El Cóndor de la Diablada Boliviana es uno de los personajes más mnemónicos, simbólicos y buscados del Carnaval de Oruro, una festividad declarada Obra Maestra del Patrimonio Oral e Intangible de la Humanidad. Mientras que los diablos representan los pecados capitales y la corte infernal, el Cóndor, o K'unturi, introduce la esencia mística y sagrada del ecosistema altiplánico dentro de esta danza que escenifica la eterna lucha entre el bien y el mal.
Origen e Historia del Cóndor o K'unturi en la Danza
La incorporación formal de esta figura mítica se consolidó de manera notable a partir de la década de 1940 en Oruro, Bolivia, cuando se integró de manera definitiva a las comparsas tradicionales de diablos. Su origen se remonta a la necesidad de amalgamar los rituales ancestrales de los Urus con el teatro religioso católico impuesto durante la colonia.
En los relatos orales y las teatralizaciones de la Diablada, el Cóndor actúa como un intermediario o elemento de equilibrio. En algunas variantes de la mitología local asociadas a la leyenda del dios Huari y las cuatro plagas, el cóndor es percibido tanto una deidad protectora de las alturas como una imponente figura que rinde respeto ante el triunfo celestial del Arcángel Miguel y la Virgen del Socavón.
¿Qué Significa el Cóndor en la Diablada Boliviana?
En la cosmovisión andina, el significado de este personaje se divide en tres ejes fundamentales altamente consultados por investigadores del folklore:
- Conexión Espiritual: Representa el Jananpacha (el mundo de arriba o celestial). Es el mensajero que conecta a los seres humanos con los dioses tutelares y los espíritus de las montañas (Apis).
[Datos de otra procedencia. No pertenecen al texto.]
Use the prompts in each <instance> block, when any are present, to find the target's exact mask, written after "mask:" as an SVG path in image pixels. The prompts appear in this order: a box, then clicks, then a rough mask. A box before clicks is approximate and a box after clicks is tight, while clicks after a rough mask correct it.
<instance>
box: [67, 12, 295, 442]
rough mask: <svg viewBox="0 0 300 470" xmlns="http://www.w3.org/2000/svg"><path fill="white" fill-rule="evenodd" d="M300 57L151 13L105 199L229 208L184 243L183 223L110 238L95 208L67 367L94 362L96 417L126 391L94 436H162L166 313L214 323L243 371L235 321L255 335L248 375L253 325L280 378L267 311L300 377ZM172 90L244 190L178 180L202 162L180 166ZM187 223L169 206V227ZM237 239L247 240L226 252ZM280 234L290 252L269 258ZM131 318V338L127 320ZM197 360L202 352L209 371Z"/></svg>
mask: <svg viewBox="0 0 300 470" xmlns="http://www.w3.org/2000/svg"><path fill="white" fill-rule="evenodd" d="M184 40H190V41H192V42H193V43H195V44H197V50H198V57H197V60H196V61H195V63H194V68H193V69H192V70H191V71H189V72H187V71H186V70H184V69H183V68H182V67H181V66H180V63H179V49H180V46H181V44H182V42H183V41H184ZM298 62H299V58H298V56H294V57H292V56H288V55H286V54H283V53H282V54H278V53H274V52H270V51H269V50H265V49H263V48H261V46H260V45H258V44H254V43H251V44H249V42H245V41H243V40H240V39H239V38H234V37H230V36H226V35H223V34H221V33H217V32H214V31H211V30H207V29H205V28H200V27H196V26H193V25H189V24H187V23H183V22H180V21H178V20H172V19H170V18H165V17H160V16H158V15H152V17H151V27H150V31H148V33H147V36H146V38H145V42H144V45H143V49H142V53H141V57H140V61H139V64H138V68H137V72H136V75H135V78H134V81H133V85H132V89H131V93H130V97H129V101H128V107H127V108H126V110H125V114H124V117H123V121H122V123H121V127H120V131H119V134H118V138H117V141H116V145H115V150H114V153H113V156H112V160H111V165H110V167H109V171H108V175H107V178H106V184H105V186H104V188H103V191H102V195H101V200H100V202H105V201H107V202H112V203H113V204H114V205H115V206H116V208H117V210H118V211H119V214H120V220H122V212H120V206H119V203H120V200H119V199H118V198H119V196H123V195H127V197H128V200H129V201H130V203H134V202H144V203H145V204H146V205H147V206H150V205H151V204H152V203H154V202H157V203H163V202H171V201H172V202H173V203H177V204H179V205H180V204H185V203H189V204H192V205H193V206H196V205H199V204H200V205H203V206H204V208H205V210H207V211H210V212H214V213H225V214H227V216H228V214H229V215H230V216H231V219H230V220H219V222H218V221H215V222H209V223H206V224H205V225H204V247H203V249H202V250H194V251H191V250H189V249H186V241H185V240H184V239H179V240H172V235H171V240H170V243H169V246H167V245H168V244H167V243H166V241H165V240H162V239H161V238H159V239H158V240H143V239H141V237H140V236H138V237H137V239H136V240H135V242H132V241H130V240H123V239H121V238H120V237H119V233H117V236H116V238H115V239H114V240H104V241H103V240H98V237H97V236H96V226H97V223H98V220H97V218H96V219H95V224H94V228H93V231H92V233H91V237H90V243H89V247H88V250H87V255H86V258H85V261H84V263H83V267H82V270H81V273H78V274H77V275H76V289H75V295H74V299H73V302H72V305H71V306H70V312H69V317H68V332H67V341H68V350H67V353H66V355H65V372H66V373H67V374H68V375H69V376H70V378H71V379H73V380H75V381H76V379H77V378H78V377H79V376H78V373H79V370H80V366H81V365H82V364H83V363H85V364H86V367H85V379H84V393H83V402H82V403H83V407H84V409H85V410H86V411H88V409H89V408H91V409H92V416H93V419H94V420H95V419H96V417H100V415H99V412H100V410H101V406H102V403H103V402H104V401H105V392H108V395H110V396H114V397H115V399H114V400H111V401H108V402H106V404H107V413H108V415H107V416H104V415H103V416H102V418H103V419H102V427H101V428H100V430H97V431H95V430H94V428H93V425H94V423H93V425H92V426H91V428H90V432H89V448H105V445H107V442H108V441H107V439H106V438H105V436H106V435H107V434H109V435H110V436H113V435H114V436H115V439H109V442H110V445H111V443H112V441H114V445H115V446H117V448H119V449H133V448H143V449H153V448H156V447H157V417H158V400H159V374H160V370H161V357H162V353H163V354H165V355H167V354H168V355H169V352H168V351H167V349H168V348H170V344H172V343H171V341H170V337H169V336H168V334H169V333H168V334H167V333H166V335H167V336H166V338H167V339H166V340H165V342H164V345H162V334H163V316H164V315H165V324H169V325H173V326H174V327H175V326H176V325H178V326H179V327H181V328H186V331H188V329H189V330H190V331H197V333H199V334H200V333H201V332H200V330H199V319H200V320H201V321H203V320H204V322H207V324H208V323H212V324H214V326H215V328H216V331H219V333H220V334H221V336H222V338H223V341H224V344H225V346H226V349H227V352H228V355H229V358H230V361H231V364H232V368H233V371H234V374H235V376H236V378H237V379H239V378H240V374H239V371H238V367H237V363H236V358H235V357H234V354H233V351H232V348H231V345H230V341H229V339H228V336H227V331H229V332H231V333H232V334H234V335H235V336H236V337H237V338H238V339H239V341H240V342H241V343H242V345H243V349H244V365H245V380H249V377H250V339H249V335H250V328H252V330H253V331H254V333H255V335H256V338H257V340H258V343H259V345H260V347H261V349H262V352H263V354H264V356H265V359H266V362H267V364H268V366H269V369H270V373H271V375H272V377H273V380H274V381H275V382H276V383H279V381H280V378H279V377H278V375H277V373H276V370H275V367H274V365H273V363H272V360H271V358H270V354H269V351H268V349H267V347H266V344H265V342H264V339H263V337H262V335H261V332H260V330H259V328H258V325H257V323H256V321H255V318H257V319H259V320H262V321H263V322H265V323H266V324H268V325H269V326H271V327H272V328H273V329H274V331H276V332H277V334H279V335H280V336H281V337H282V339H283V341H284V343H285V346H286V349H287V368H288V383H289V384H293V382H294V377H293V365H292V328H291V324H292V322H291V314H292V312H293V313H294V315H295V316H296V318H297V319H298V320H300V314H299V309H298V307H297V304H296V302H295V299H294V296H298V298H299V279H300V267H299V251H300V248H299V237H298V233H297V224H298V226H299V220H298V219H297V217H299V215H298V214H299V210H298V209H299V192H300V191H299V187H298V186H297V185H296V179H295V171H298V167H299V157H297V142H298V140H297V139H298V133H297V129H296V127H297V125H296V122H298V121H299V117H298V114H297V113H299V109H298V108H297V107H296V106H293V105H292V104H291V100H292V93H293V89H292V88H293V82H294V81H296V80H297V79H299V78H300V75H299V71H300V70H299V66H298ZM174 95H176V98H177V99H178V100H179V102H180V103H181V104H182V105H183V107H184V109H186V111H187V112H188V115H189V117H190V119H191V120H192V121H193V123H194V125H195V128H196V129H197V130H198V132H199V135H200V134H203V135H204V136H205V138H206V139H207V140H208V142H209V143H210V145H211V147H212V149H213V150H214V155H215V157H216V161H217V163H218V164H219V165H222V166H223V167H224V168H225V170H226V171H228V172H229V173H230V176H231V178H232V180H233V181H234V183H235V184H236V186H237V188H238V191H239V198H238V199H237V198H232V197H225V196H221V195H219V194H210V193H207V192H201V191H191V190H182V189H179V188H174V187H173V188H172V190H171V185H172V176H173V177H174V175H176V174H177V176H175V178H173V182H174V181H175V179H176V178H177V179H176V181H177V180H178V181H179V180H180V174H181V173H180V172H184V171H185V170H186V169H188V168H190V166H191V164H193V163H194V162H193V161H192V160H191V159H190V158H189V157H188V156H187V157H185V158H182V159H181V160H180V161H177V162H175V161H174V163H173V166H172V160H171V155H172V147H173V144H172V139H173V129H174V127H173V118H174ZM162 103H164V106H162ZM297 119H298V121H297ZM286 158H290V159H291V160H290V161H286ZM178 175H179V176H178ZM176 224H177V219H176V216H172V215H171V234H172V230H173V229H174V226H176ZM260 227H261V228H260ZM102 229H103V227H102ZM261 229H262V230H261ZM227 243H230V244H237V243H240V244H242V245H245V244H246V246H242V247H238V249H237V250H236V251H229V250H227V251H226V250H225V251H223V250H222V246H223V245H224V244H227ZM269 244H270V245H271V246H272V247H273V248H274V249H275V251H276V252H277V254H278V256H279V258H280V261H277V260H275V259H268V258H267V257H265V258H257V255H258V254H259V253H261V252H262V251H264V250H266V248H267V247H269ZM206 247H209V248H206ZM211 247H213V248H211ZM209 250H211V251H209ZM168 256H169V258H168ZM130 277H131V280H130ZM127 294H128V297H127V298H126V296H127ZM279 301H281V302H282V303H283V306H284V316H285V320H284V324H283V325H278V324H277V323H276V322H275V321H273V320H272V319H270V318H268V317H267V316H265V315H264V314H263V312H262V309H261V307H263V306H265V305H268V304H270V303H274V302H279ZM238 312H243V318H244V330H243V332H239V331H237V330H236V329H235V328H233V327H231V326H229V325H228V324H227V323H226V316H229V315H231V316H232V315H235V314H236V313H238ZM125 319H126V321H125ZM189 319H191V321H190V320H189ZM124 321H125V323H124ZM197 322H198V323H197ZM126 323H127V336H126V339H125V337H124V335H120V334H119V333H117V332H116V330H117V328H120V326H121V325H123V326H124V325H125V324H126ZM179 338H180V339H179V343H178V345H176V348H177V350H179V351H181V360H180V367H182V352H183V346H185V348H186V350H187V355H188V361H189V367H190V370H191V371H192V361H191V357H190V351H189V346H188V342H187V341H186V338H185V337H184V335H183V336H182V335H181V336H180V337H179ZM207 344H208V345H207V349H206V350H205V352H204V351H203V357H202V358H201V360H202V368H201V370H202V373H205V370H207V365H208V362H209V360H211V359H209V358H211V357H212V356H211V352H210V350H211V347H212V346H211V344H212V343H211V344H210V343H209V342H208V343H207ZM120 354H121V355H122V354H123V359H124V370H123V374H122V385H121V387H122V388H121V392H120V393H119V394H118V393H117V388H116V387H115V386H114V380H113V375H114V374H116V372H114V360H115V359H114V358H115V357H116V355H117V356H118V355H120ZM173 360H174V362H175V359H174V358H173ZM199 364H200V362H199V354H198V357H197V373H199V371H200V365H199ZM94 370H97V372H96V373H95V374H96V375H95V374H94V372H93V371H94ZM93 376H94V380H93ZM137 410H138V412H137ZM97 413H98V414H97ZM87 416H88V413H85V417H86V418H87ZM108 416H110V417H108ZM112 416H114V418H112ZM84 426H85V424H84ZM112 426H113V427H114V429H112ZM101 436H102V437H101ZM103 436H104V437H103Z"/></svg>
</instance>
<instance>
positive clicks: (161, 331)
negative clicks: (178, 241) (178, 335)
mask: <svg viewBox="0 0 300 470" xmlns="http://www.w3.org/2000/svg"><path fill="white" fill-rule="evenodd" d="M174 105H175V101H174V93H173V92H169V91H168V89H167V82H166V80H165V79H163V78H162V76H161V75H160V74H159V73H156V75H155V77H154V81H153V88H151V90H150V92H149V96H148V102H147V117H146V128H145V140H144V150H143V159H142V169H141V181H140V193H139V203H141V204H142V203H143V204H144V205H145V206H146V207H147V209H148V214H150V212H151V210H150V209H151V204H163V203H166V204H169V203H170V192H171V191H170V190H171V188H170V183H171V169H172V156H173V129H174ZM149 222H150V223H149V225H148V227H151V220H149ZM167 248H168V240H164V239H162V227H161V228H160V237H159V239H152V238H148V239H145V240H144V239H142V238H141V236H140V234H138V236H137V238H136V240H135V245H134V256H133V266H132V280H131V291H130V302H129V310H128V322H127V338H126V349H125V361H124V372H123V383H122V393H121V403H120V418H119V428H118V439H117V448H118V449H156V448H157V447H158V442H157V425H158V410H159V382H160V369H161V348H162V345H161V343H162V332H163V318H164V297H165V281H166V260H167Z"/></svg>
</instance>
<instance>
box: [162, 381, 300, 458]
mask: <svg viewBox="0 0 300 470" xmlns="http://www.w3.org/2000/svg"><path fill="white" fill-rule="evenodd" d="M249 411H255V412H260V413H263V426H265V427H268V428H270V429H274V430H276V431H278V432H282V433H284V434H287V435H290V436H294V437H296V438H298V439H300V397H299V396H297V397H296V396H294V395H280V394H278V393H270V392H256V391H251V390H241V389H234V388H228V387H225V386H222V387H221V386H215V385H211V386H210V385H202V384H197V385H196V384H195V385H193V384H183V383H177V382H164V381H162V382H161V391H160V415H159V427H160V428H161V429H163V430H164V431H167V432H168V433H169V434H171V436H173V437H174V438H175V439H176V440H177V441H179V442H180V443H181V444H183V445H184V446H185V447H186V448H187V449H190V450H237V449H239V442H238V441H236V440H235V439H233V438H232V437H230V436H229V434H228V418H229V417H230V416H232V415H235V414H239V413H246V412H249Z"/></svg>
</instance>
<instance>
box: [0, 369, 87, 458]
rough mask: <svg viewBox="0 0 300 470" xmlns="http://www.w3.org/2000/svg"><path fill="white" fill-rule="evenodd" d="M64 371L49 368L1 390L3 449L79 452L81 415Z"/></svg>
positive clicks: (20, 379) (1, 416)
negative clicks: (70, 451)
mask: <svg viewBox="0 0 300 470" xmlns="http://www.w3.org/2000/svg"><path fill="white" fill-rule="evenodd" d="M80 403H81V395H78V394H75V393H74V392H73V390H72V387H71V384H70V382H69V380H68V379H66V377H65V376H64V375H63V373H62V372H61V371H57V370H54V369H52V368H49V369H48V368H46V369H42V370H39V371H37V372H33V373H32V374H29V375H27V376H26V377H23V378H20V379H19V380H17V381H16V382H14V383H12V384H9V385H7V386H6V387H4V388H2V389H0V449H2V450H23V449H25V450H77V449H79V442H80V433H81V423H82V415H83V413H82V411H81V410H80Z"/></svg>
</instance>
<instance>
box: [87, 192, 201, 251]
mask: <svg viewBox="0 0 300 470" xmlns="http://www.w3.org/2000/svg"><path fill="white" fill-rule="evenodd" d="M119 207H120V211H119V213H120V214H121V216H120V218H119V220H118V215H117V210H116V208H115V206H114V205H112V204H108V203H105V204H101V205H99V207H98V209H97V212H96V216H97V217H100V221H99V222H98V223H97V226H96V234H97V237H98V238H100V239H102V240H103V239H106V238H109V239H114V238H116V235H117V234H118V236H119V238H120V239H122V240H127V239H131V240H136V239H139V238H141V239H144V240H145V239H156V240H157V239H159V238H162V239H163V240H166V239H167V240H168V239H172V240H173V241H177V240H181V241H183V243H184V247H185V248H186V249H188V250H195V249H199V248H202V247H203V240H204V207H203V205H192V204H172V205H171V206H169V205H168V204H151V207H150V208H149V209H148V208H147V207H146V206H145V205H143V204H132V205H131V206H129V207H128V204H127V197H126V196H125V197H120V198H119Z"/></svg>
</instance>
- Identidad Altiplánica: Actúa como el símbolo vivo de la geografía andina de Bolivia, encarnando valores como la libertad, la sabiduría y la fuerza indomable.
- Dualidad y Respeto: Al bailar junto a las huestes del averno, el Cóndor demuestra la sumisión de las fuerzas de la naturaleza ante la divinidad, purificando el espacio con el batir de sus alas.
Características del Traje y la Máscara del Cóndor
El atuendo del danzarín es una verdadera obra de arte popular que requiere meses de confección por parte de los maestros artesanos bordadores y careteros de Oruro. Los elementos clave son:
La Máscara
Moldeada artísticamente con la forma de la cabeza de un cóndor real. Destaca por un pico prominente y ojos sumamente expresivos. Es una tradición muy arraigada que en su pico sostenga un sapo, un lagarto o un gusano, haciendo alusión directa a las plagas mitológicas que acecharon al pueblo Uru.
El Cuerpo y las Alas
El bailarín viste un traje predominantemente oscuro compuesto por plumas negras y blancas que imitan el plumaje natural del ave de los Andes. El diseño de los brazos extendidos simula las gigantescas alas desplegadas listas para emprender el vuelo sobre la cordillera, complementado con garras confeccionadas con precisión textil.
La Coreografía y los Pasos en el Carnaval de Oruro
A diferencia del trote enérgico y marcial de los diablos o los saltos acrobáticos de los osos, el paso del Cóndor se caracteriza por su majestuosidad, elegancia y balanceo simétrico. El danzarín imita el planeo del ave sobre las corrientes térmicas altiplánicas, inclinando el torso de un lado a otro y realizando giros pausados que capturan la atención de los espectadores por su gran despliegue visual.